Mike Bursell, European technical manager at Certicom (www.certicom.com) spoke on the subject of cryptographic techniques and noted that cryptography is moving from software into hardware, with co-processors handling the process at increasingly complex levels: first the mathematical primitives, then algorithms, and finally complete protocols. The prevalence of cryptographic resources at intra- and inter-chip levels allows you to protect, he suggested, not only the data that the chip is handling, but also the IP in the functional blocks.

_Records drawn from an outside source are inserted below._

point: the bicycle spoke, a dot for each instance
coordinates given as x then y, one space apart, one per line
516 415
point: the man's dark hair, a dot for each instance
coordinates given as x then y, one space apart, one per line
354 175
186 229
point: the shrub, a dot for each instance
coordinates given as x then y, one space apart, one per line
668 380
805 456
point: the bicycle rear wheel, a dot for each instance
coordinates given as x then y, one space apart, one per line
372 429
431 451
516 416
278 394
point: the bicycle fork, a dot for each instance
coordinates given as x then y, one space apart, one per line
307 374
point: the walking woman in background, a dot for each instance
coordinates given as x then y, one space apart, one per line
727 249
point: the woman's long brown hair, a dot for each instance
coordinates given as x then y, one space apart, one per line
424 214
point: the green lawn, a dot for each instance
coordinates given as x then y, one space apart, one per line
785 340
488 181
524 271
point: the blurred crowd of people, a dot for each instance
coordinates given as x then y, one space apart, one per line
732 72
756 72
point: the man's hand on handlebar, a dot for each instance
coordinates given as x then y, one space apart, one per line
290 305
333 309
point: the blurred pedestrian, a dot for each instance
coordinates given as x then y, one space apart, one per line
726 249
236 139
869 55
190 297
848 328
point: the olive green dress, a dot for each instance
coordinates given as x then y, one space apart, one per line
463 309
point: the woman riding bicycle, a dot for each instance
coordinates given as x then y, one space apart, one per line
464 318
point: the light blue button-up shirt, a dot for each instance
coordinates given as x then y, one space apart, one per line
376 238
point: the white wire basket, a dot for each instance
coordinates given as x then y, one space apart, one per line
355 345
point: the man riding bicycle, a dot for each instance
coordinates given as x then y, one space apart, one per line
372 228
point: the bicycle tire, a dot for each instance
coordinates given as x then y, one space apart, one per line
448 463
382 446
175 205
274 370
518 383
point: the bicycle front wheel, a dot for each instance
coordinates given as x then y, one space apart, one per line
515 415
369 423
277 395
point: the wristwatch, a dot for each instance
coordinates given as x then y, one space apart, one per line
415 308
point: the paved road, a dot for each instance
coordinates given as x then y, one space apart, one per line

You can arrange that a block will only work when you use it with a valid key, and you can deploy such a key at a number of different stages—manufacturing, packaging, or distribution— to protect the IP against hacking or cloning. Bursell cautioned, however, that you cannot make the assumption that that which is secure today will be secure tomorrow; new techniques and more powerful processing resources also come to the aid of the hacker, and “data doesn’t stop being sensitive in X months’ time.” However, 50 kgates enables AES (triple- DES) encryption, and, “when encryption becomes an integral part of the chip, new things become possible.”